The reactants are sealed in a thick wall glass capillary (2.6 mm ID, 7 mm OD) and the NMR coil is wound to fit the glass capillary, maximizing filling factor. The sealed capillaries can be easily prepared with any reactant that is liquid at atmospheric conditions or that has a vapor pressure of less than 1 atm in liquid nitrogen (O2, CH4, CO, etc.).
Additionally, hydrogen can be introduced using a metal hydride. The sample is heated with compressed air that flows over a wire-wound heater stick and then the sample. There is a shield above the sample so that when the occasional sample rupture happens, the glass is funneled safely up and away from personnel.
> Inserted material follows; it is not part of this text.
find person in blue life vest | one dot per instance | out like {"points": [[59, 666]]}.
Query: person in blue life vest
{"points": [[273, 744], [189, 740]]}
Fluid flow of gases and liquids is well characterized, however, when a fluid reaches its critical point and above, the dynamics are not as straight forward. Supercritical fluids (above the critical temperature and critical pressures) have liquid like densities and gas like viscosities. Additionally, the density and viscosity are highly sensitive to pressure and temperature fluctuations.
Studying supercritical fluids can be very difficult and the non-invasive nature of NMR makes it a perfect candidate. ABQMR has built an MR compatible recirculating loop for supercritical flows. We can image spin density, velocity, velocity fluctuations and the apparent diffusion coefficient as a jet opens into the larger volume. The dynamics of a liquid, gas, and supercritical jet have been imaged using a 1.9 T superconducting magnet.
A diagram of the jet and images of near-critical jet flow are shown in Figure 4. In the top image, each pixel shows the average velocity (cm s-1). The middle image gives the root mean squared velocity fluctuations in each pixel. The bottom image show the turbulence intensity, or high shear regions of the flow.
H. T. Fabich, P. Nandi, H. Thomann, M. S. Conradi, "Diffusion measurements using the second echo," Concepts Magn. Reson. Part A, 47A:e21462 (2019).
H.T. Fabich, P. Nandi, H. Thomann, S.A. Altobelli, W. Bunnelle, M.S. Conradi, "NMR of petrochemical-type chemical reactions," J. Magn. Reson., in press, 2019.